Secara umum sikap dapat dirumuskan
sebagai kecenderungan untuk berespon baik atau buruk terhadap orang, objek atau
situasi tertentu. Sikap mengandung suatu penilaian emosional yang efektif
(senang, benci dan sedih), disamping komponen kognitif (pengetahuan tentang
objek itu) serta pengenalan suatu benda atau hal secara objektif. Selain
bersikap baik buruk, sikap memiliki kedalaman yang berbeda-beda (sangat benci
atau agak benci). Sikap tidak sama dengan perilaku dan perilaku tidak selalu
mencerminkan sikap seseorang, sebab sering terjadi bahwa seseorang
memperlihatkan tindakan yang bertentangan dengan sikapnya. Sikap seseorang
dapat berubah dengan diperolehnya tambahan informasi tentang subjek tersebut
melalui persuasi serta tekanan dari kelompok sosialnya.
Menurut Ir. Endah Winarni, MSPH, secara umum diantara
berbagai pernyataan pria tentang sikap dalam keluarga berencana, yang menonjol
adalah KB merupakan urusan wanita yang seharusnya disterilisasi (24 persen).
Sikap lainnya adalah sterilisasi pria sama dengan dikebiri (12 persen) dan
terendah adalah wanita yang disterilisasi dapat berganti-ganti pasangan seksual
(1 persen) (www.bkkbn.com/06/03/01).
2.4.2 Pengetahuan
Notoatmodjo (1997) mendefinisikan pengetahuan sebagai
suatu hasil dari hasil tahu yang terjadi setelah seseorang melakukan
penginderaan terhadap suatu obyek tertentu, melalui indera penglihatan,
pendengaran, penciuman, perasaan dan perabaan dan sebagian besar pengetahuan
manusia diperoleh melalui penglihatan dan pendengaran.
Tingkat pengatahuan di dalam domain kognitif terdapat
6 tingkatan, yakni : a) tahu (know)
diartikan sebagai mengingat suatu materi yang telah dipelajari sebelumnya. Oleh
sebab itu tahu ini merupakan tingkat pengetahuan yang paling rendah; b)
memahami (comprehension) diartikan
sebagai suatu kemampuan untuk menjelaskan secara benar tentang obyek yang
diketahui dan dapat menginterprestasikan materi tersebut secara benar; c)
aplikasi (aplication) diartikan
sebagai kemampuan untuk menggunakan materi yang telah dipelajari pada situasi
atau kondisi real (sebenarnya); d) analisis (analysis)

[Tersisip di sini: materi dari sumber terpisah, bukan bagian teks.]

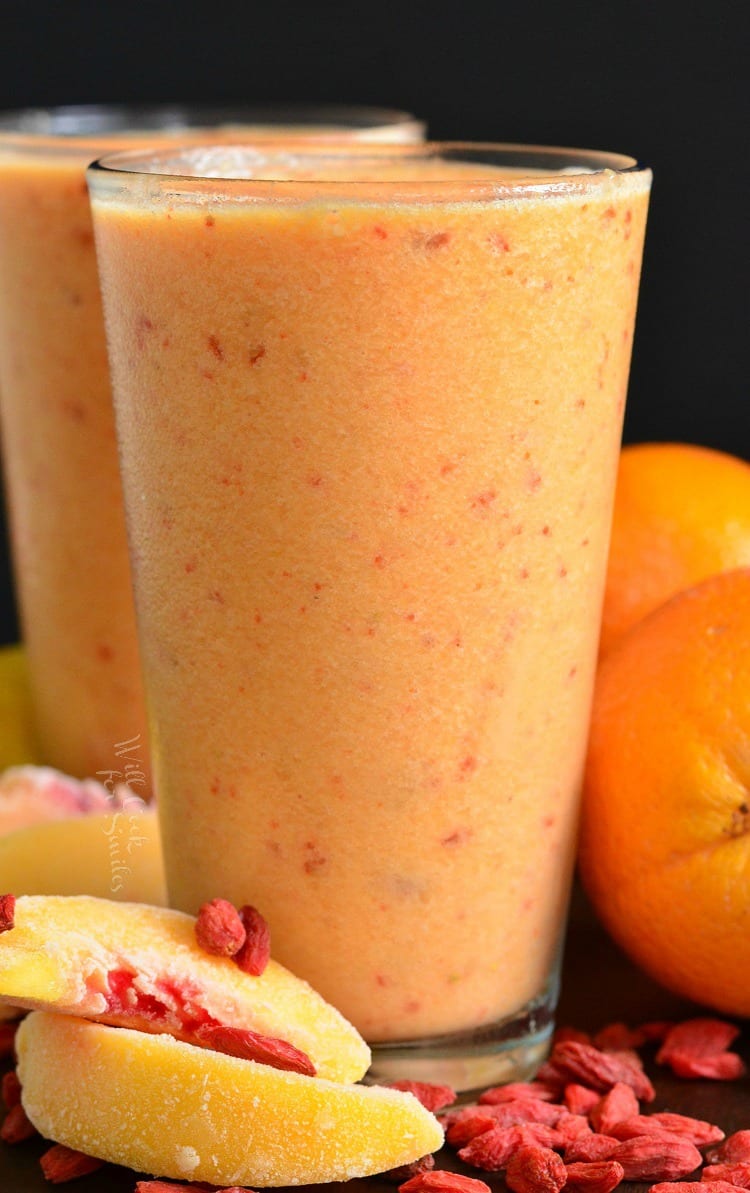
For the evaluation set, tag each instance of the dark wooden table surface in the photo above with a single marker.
(599, 987)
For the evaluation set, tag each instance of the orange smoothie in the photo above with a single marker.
(369, 436)
(62, 476)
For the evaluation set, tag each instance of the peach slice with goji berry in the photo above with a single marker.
(141, 966)
(30, 795)
(117, 854)
(161, 1106)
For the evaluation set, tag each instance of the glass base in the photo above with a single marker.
(496, 1054)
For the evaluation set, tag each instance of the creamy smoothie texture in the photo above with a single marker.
(369, 453)
(60, 455)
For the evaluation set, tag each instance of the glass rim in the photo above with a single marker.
(551, 168)
(82, 124)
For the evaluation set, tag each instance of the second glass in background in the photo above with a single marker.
(60, 457)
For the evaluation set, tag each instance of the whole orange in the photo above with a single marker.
(665, 823)
(681, 513)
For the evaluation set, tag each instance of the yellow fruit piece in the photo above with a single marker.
(30, 795)
(17, 741)
(116, 854)
(160, 1106)
(140, 966)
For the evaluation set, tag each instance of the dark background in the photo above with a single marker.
(663, 81)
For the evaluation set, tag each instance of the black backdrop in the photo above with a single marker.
(664, 81)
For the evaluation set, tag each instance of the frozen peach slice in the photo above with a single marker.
(30, 795)
(160, 1106)
(115, 854)
(140, 966)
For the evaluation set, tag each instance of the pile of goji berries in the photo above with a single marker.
(578, 1126)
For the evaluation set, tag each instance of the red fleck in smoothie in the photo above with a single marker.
(369, 434)
(60, 458)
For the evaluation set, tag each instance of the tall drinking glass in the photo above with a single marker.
(61, 470)
(369, 407)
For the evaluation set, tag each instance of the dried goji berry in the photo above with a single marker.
(468, 1124)
(600, 1176)
(491, 1150)
(440, 1181)
(692, 1187)
(580, 1099)
(618, 1104)
(255, 953)
(571, 1126)
(535, 1169)
(719, 1067)
(736, 1174)
(10, 1089)
(7, 1039)
(695, 1130)
(601, 1070)
(590, 1148)
(7, 912)
(514, 1090)
(17, 1126)
(698, 1037)
(406, 1172)
(218, 928)
(552, 1079)
(472, 1120)
(651, 1157)
(735, 1149)
(249, 1045)
(433, 1098)
(61, 1164)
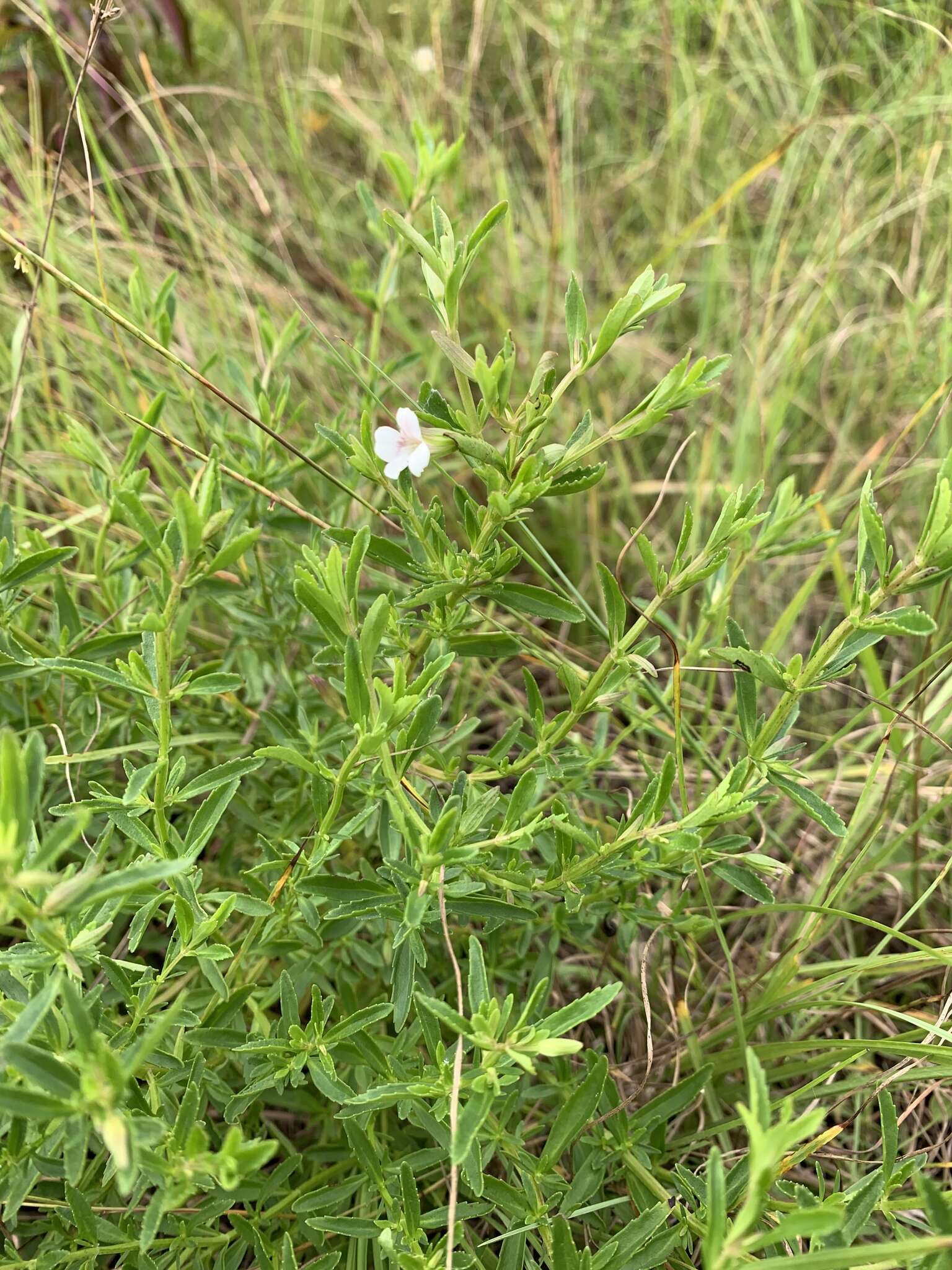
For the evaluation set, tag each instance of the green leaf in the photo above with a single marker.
(33, 564)
(359, 1021)
(744, 879)
(576, 479)
(231, 771)
(809, 1223)
(353, 1227)
(576, 319)
(580, 1010)
(471, 1121)
(30, 1105)
(575, 1114)
(416, 241)
(485, 644)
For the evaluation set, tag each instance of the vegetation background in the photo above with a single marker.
(788, 163)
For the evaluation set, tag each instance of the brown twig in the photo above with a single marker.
(102, 12)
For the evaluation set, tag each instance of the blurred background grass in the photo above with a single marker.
(788, 162)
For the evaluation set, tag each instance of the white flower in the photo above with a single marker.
(403, 446)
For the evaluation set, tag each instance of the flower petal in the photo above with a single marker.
(419, 458)
(409, 425)
(387, 442)
(397, 465)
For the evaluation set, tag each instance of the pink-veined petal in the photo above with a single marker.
(387, 442)
(397, 465)
(419, 458)
(409, 425)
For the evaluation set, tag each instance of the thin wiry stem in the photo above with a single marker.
(457, 1077)
(102, 12)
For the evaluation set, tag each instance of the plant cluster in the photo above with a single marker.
(311, 818)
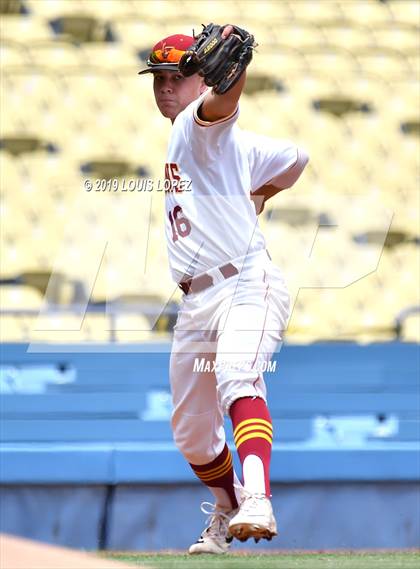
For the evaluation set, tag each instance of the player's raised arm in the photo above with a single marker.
(220, 55)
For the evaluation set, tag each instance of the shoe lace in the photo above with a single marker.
(217, 521)
(248, 499)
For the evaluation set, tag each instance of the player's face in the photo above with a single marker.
(174, 92)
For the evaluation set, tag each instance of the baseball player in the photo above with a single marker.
(235, 302)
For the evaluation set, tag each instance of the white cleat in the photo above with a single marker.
(216, 537)
(255, 519)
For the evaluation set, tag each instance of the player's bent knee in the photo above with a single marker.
(231, 390)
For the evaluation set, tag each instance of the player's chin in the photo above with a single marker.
(168, 110)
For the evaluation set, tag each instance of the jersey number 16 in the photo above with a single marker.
(179, 223)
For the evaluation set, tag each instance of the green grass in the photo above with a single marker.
(344, 560)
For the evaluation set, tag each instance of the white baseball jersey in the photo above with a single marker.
(211, 219)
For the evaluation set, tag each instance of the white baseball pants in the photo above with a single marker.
(223, 340)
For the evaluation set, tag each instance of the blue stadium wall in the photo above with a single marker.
(143, 495)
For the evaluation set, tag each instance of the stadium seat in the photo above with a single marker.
(25, 29)
(386, 63)
(404, 39)
(313, 11)
(49, 10)
(343, 35)
(370, 13)
(405, 11)
(13, 54)
(56, 55)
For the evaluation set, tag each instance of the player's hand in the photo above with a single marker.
(227, 31)
(259, 203)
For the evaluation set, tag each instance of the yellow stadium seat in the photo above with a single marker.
(344, 35)
(25, 29)
(56, 55)
(111, 56)
(298, 34)
(13, 54)
(330, 61)
(10, 177)
(278, 62)
(366, 12)
(55, 8)
(314, 11)
(404, 39)
(405, 11)
(387, 63)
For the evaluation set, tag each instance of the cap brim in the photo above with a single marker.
(159, 67)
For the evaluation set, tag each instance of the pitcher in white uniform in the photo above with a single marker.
(235, 303)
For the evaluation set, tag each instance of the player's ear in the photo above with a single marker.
(203, 86)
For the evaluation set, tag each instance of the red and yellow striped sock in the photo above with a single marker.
(219, 474)
(253, 432)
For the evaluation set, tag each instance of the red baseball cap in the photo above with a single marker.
(167, 53)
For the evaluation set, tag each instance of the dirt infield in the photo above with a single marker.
(18, 553)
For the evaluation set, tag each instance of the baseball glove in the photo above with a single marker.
(220, 61)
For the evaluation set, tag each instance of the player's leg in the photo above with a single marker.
(197, 423)
(250, 334)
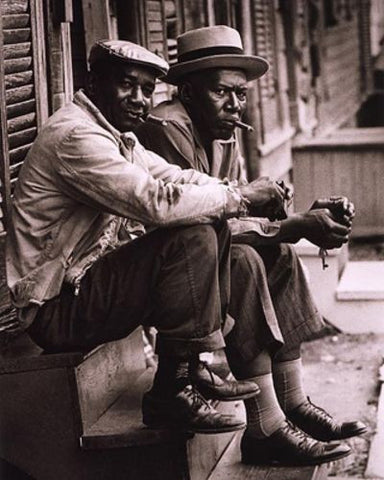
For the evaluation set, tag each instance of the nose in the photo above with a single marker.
(233, 103)
(137, 96)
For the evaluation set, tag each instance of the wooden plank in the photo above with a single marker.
(39, 61)
(21, 138)
(17, 65)
(21, 108)
(121, 425)
(18, 154)
(18, 79)
(22, 122)
(15, 21)
(17, 50)
(4, 143)
(18, 35)
(9, 7)
(18, 95)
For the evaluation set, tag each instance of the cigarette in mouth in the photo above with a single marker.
(243, 125)
(153, 119)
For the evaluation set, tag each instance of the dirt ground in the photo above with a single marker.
(341, 375)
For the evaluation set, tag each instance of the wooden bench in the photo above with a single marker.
(78, 416)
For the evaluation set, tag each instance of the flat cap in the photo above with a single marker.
(127, 52)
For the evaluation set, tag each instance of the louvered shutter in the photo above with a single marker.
(22, 108)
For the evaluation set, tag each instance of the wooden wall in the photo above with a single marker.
(340, 75)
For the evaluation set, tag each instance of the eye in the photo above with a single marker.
(242, 95)
(148, 91)
(220, 92)
(126, 83)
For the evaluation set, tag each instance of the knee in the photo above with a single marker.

diartikan suatu kemampuan untuk menggunakan materi atau suatu obyek ke dalam
komponen-komponen, tetapi masih di dalam suatu struktur organisasi tersebut dan
masih ada kaitannya satu sama lain; e) evaluasi (evaluation) berkaitan dengan kemampuan untuk melakukan justifikasi
atau penilaian terhadap suatu materi atau objek. Penilaian-penilaian itu
berdasarkan suatu kriteria yang ditentukan sendiri, atau menggunakan
kriteria-kriteria yang telah ada (Notoatmodjo, 1997).
Menurut Ir. Endah Winarni, MSPH, pengetahuan tentang
alat/cara KB telah meluas dikalangan pria. Hampir semua pria kawin sedikitnya
mengetahui satu jenis alat/cara KB (97 persen). Sembilan puluh enam persen
mengetahui satu jenis alat/cara KB
modern. Sedangkan pengetahuan sedikitnya satu alat/cara KB tradisional terlihat
masih rendah (37 persen) (www.bkkbn.com/06/03/01).